The nation of Belarus has been named as the leader of a group of 17 countries which has blocked a plan to force the promotion of homosexuals, lesbians, and mentally ill “transgender” individuals in a “new urban strategy” drawn up by the United Nations.
A statement from the group said it wished to “reaffirm that the family is the natural and fundamental group unit of society.”
Quoting reports “close to the negotiations,” Thomson Reuters said that Canada, backed by the European Union, the United States, and Mexico, had pushed for clauses which involved the “recognition of LGBT people and an acknowledgment of homophobia” in a key policy paper to be finalized at a major UN conference in Ecuador next week.
The UN’s “New Urban Agenda” is supposed to be a non-binding agreement to address the challenges of rapidly growing cities globally and will be adopted at Habitat III in Quito, setting out guidelines “for sustainable urban development over the next 20 years.”
The recognition of homosexual, lesbian, and “transgender” communities in the “urban plan” was being touted as a “significant step by the United Nations with same sex relationships illegal in 76 countries around the world and punishable by death in seven,” the reports said.
“But sources said a behind-the-scenes campaign by Belarus, supported by various nations including Russia, Egypt, Qatar, Indonesia, Pakistan, and the United Arab Emirates, had resulted in the document only referring to cities being ‘friendly for families.’”

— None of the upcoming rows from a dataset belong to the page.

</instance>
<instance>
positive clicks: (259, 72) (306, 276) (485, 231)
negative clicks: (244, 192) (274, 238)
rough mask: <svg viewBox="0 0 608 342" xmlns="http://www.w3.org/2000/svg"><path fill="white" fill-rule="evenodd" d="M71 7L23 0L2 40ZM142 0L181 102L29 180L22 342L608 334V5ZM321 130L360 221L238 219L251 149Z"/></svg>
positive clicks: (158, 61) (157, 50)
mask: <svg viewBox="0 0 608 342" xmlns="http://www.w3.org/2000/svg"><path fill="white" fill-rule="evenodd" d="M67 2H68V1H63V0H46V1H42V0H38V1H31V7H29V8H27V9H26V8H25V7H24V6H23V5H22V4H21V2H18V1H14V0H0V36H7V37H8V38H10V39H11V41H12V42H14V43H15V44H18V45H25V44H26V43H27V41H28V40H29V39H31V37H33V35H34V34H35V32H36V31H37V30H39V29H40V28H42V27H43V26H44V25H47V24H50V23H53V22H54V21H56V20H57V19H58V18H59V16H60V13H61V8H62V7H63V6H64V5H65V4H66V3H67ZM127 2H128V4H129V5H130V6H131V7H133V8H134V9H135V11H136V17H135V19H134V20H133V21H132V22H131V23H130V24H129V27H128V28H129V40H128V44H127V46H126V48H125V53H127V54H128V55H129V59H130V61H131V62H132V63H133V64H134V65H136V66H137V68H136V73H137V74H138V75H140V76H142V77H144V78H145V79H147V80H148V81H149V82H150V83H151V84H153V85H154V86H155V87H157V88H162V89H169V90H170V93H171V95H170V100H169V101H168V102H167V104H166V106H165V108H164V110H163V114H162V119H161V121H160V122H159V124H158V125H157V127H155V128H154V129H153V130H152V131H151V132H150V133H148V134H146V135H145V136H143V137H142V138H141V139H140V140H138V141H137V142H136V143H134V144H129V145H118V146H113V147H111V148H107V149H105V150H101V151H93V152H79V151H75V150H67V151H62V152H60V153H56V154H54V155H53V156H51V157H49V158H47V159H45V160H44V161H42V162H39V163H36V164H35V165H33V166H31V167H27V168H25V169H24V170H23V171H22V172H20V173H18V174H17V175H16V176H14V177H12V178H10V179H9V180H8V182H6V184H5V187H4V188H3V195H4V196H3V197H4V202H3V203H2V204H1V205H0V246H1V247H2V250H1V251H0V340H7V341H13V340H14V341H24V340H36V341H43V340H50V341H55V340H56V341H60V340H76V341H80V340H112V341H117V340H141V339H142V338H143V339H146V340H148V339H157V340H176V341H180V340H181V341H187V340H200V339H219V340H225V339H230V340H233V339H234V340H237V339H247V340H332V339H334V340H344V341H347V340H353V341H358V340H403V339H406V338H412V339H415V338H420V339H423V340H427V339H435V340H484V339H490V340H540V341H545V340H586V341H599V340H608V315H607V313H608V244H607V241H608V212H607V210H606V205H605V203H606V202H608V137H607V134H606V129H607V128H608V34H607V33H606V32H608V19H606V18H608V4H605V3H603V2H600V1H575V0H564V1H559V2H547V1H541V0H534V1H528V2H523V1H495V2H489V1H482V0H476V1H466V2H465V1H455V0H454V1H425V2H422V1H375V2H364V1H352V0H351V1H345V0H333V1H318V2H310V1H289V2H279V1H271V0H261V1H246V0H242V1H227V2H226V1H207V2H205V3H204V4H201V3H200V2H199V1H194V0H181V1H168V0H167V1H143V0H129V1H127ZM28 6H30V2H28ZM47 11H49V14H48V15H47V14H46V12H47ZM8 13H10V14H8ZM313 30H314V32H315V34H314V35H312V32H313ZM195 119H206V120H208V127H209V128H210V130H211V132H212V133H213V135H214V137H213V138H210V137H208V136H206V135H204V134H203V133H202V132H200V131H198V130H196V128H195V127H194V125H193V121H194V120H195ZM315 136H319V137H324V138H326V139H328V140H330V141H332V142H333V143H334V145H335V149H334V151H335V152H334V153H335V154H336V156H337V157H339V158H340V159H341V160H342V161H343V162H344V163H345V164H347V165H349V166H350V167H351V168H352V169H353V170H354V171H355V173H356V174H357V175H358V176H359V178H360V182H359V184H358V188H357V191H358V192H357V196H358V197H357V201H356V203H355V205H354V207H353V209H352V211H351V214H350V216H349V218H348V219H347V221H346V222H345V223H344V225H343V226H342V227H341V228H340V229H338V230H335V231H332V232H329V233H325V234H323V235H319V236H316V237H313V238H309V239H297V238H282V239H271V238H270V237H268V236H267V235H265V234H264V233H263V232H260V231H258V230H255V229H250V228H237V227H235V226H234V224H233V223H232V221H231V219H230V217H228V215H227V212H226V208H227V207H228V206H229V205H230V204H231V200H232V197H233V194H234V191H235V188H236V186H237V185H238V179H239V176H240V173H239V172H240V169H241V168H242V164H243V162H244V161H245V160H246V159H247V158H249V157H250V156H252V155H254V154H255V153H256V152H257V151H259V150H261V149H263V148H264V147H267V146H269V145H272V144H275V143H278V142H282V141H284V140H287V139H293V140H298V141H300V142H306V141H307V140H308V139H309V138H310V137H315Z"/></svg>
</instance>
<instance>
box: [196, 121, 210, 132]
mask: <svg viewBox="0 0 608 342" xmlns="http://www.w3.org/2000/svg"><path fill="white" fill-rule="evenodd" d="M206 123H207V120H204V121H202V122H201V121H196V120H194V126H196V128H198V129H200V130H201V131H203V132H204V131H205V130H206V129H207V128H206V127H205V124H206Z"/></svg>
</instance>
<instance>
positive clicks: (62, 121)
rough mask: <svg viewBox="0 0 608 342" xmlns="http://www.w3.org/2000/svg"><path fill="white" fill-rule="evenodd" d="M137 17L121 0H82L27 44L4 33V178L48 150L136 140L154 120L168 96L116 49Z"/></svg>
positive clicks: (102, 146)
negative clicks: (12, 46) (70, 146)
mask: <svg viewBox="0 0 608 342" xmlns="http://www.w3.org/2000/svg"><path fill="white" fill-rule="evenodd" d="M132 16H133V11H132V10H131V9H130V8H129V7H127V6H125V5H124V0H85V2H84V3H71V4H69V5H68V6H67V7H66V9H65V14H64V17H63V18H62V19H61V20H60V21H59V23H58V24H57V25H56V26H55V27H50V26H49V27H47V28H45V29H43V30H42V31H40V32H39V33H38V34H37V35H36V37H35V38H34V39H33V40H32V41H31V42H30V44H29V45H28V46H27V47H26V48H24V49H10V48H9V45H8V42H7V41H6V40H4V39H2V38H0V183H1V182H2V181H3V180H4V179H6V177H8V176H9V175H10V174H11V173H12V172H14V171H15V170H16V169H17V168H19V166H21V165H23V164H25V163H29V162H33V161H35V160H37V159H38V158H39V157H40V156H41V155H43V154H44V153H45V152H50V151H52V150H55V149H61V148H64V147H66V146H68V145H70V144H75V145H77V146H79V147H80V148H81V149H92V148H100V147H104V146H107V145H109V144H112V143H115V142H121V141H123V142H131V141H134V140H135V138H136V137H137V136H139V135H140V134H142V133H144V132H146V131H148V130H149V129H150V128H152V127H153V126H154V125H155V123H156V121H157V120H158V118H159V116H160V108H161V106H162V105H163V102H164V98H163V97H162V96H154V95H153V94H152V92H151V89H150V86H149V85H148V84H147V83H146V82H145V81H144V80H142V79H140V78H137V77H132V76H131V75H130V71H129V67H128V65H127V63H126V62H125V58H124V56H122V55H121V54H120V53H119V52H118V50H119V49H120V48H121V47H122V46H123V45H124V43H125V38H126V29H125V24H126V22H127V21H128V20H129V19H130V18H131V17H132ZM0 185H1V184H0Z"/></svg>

Sources said that on the second day of the talks, the words “family friendly” emerged from the Belarus delegation as a preferred option and Russia and Egypt supported the shift. Other nations which supported the move included Bangladesh, Malaysia, Nigeria, Saudi Arabia, Somalia, Iran, and Zimbabwe.
A statement from the group said it wished to “reaffirm that the family is the natural and fundamental group unit of society. We are convinced that the human rights of women and men, children and older persons, and persons with disabilities could be best promoted and protected within the family environment,” it said.
Josh Bueckert, a spokesman for the Canadian government, said Canada “fought hard” to have homosexuals and other deviants officially recognized, but that he and his supporters had “not [been] able to speak to the positions of other countries on the negotiation of the declaration for the New Urban Agenda … unfortunately the LGBTQ2 community was left out,” Bueckert told the Thomson Reuters Foundation.
Ellen Woodsworth, chairman of the feminist “Women Transforming Cities International Society,” and a former Vancouver city councilor, drove the initial Canadian push to enshrine homosexual “rights” in the document.
When she first raised the idea, she was told to forget it because “Russia will shoot it out of the water,” only to find out later that Russia was backing the Belarus stance.
Negotiations to thrash out the wording of the New Urban Agenda have been held over many months all over the world.